Yasuyuki Nishio et les mantes bien peu religieuses
Dans ses dessins comme dans ces sculptures massives, Nishio Yasuyuki propose des femmes parfois pieuses et sexy, parfois des grotesques et violentes. Dans les deux cas, la provocation fait loi. L’artiste nippon mélange les influences de l’extrême-orient et de l’occident : la femme tient autant des Shojo Manga que des filles des comic strips américains. Les angéliques diablesses deviennent au besoin de monstrueuses traîtresses, des mantes religieuses. Le tout avec un talent mis au service de diverses techniques. Les créatures deviennent drôles ou inquiétantes, sous couvert d’une religiosité des plus douteuses. Ne restent que des âmes perdues soumises à diverses osmoses diaboliques.

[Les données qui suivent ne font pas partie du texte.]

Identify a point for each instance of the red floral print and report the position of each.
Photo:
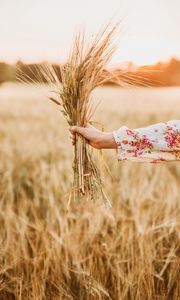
(155, 143)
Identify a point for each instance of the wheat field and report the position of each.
(130, 251)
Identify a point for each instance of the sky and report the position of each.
(36, 30)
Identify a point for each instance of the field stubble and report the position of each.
(92, 252)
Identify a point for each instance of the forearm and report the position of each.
(154, 143)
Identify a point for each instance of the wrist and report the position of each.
(108, 141)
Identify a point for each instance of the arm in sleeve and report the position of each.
(154, 143)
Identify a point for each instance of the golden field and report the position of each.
(130, 251)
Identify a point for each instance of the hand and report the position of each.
(95, 137)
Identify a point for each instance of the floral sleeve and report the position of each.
(154, 143)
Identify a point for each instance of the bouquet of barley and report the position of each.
(72, 85)
(84, 71)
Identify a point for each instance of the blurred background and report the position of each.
(32, 32)
(127, 251)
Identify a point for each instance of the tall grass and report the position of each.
(83, 72)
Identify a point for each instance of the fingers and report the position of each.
(72, 138)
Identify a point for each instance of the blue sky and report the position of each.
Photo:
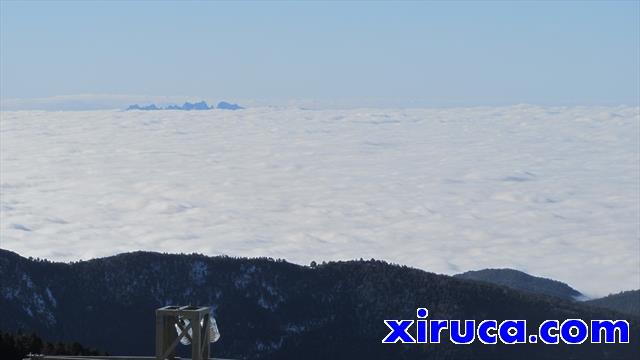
(402, 54)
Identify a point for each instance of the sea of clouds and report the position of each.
(552, 191)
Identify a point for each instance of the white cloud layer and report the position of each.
(551, 191)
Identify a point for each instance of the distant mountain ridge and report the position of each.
(522, 281)
(627, 302)
(271, 309)
(202, 105)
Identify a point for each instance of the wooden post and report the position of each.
(167, 339)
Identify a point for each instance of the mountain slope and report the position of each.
(271, 309)
(519, 280)
(627, 302)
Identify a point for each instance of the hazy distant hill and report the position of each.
(627, 302)
(522, 281)
(271, 309)
(202, 105)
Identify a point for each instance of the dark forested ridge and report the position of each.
(271, 309)
(522, 281)
(627, 302)
(18, 346)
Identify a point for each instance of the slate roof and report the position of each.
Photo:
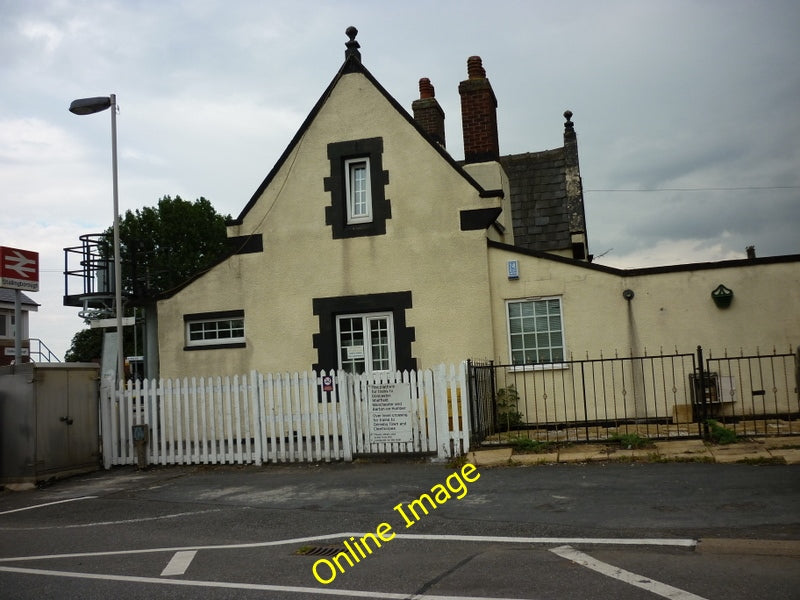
(539, 203)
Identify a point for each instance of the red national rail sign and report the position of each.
(19, 269)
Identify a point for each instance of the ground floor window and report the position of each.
(365, 342)
(364, 334)
(217, 329)
(535, 331)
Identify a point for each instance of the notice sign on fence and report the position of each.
(390, 416)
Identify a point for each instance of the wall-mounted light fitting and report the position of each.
(722, 296)
(513, 269)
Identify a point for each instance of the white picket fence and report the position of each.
(299, 417)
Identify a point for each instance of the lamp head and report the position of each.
(88, 106)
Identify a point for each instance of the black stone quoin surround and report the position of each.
(328, 308)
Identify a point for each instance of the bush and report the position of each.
(521, 444)
(508, 417)
(720, 434)
(629, 440)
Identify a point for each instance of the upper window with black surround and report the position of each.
(357, 189)
(356, 183)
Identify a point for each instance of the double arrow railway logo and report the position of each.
(19, 269)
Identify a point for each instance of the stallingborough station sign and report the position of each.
(19, 269)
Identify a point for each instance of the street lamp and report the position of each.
(88, 106)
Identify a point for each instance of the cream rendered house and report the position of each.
(369, 248)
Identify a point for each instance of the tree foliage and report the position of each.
(86, 346)
(162, 246)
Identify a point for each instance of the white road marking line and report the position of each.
(179, 563)
(409, 536)
(685, 543)
(8, 512)
(308, 591)
(101, 523)
(645, 583)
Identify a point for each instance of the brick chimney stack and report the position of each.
(427, 112)
(478, 114)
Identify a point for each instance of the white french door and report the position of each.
(365, 342)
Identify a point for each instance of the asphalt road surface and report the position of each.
(627, 531)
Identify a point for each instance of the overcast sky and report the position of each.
(686, 112)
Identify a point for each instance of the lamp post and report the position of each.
(88, 106)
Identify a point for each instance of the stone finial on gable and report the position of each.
(569, 125)
(352, 45)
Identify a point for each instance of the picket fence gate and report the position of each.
(299, 417)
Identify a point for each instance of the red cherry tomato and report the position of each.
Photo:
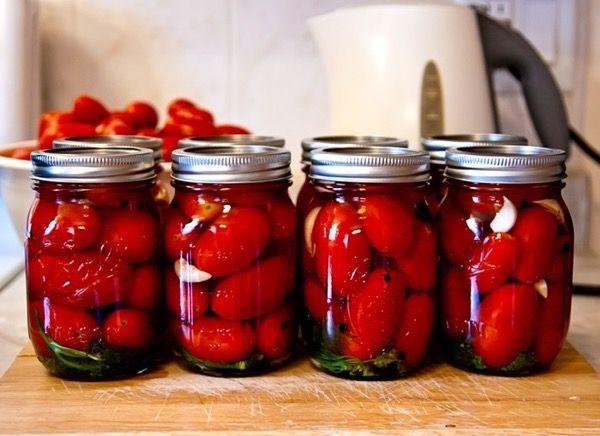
(276, 332)
(180, 128)
(375, 311)
(200, 206)
(106, 196)
(22, 153)
(114, 125)
(507, 323)
(231, 129)
(552, 323)
(88, 110)
(130, 234)
(456, 238)
(416, 328)
(51, 120)
(254, 291)
(72, 328)
(389, 224)
(315, 298)
(36, 322)
(145, 292)
(148, 131)
(232, 241)
(218, 340)
(455, 304)
(194, 116)
(536, 230)
(128, 328)
(342, 253)
(480, 204)
(558, 268)
(81, 279)
(64, 227)
(283, 220)
(178, 104)
(186, 301)
(252, 197)
(143, 113)
(180, 234)
(492, 263)
(419, 266)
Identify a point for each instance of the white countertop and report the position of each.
(584, 333)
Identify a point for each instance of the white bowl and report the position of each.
(15, 185)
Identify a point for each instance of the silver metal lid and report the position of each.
(154, 144)
(231, 164)
(271, 141)
(505, 164)
(437, 145)
(310, 144)
(93, 165)
(369, 164)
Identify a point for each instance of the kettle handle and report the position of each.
(506, 48)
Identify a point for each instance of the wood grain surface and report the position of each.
(297, 398)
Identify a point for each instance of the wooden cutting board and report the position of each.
(298, 398)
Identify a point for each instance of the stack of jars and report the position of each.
(372, 259)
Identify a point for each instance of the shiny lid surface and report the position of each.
(153, 144)
(93, 165)
(369, 164)
(231, 164)
(310, 144)
(437, 145)
(271, 141)
(505, 164)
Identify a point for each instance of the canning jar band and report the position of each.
(231, 164)
(437, 145)
(154, 144)
(517, 164)
(368, 164)
(318, 142)
(93, 165)
(271, 141)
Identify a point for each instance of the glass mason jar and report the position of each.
(507, 258)
(161, 190)
(93, 278)
(310, 144)
(369, 260)
(230, 243)
(437, 145)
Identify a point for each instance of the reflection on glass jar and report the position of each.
(437, 145)
(93, 282)
(161, 191)
(230, 245)
(507, 258)
(307, 191)
(369, 261)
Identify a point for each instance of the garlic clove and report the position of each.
(541, 287)
(553, 207)
(189, 273)
(505, 218)
(309, 223)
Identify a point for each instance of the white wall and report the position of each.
(250, 61)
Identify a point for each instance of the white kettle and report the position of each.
(416, 70)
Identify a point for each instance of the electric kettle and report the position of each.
(418, 70)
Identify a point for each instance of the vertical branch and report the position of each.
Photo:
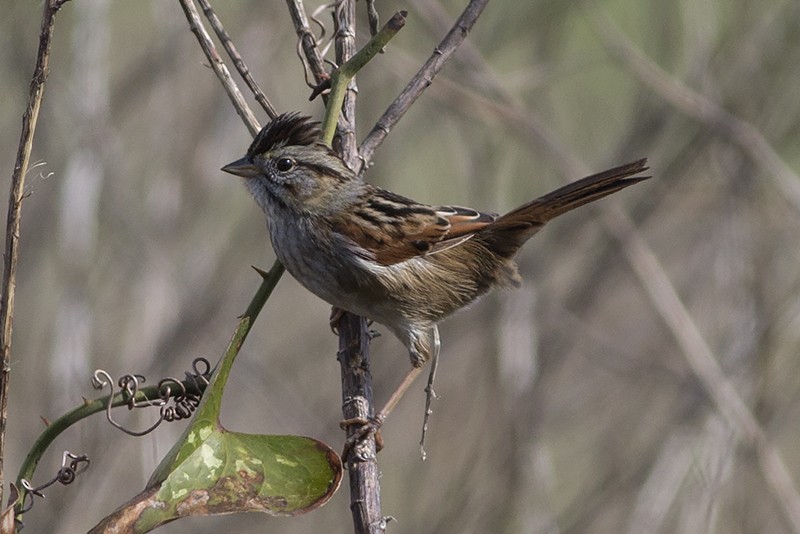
(353, 354)
(29, 120)
(345, 42)
(421, 80)
(307, 40)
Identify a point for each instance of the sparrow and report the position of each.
(383, 256)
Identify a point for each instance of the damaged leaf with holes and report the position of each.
(211, 470)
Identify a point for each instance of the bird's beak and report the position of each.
(242, 167)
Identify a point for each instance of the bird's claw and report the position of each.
(333, 321)
(366, 427)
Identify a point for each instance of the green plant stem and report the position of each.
(90, 407)
(341, 77)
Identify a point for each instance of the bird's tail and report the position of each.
(510, 231)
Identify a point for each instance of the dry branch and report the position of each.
(29, 120)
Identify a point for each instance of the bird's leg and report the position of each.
(430, 394)
(420, 351)
(333, 321)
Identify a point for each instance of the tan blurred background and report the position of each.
(568, 406)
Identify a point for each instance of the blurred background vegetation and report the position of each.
(567, 406)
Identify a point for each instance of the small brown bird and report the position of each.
(377, 254)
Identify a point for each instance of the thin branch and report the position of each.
(421, 80)
(341, 78)
(307, 40)
(345, 45)
(222, 72)
(238, 62)
(29, 121)
(745, 135)
(357, 400)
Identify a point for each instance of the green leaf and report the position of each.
(213, 471)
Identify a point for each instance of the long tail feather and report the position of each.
(510, 231)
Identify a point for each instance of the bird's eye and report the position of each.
(284, 164)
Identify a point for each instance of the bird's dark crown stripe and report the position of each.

L’univers plastique est aussi pervers que sombre, décadent et un rien gothique. Une damnation implicite rampe sans qu’en soit révélée la clé. L’œuvre passe à la moulinette diverses mythologies par une multiplication de fausses pistes et de chausses-trappes. Exit la nostalgie : l’artiste de Tokyo crée le trouble des mémoires. Et, d’une certaine manière, c’est bon pour le moral. Quant à la morale, c’est une autre histoire. Elle est ici — au mieux– une hypothèse vague.
L’artiste rejoint une des essences majeures des images. Ces dernières passent. Avant même qu’elles ne disparaissent, Yasuyuki Nishio « dissipe » leurs illusions par annulation de leur propos premier pour leur faire raconter une autre histoire. Et soudain, l’idée d’une simple vie organique, embryonnaire peut se poser. Ce n’est ni le sujet, ni l’objet qui intéresse le créateur nippon mais l’ombre métamorphosée en divers propositions vers d’autres possibles qui échappent au temps.
jean-paul gavard-perret
Yasuyuki Nishio, Kenkayuureikou, Kinde Editions, 2015.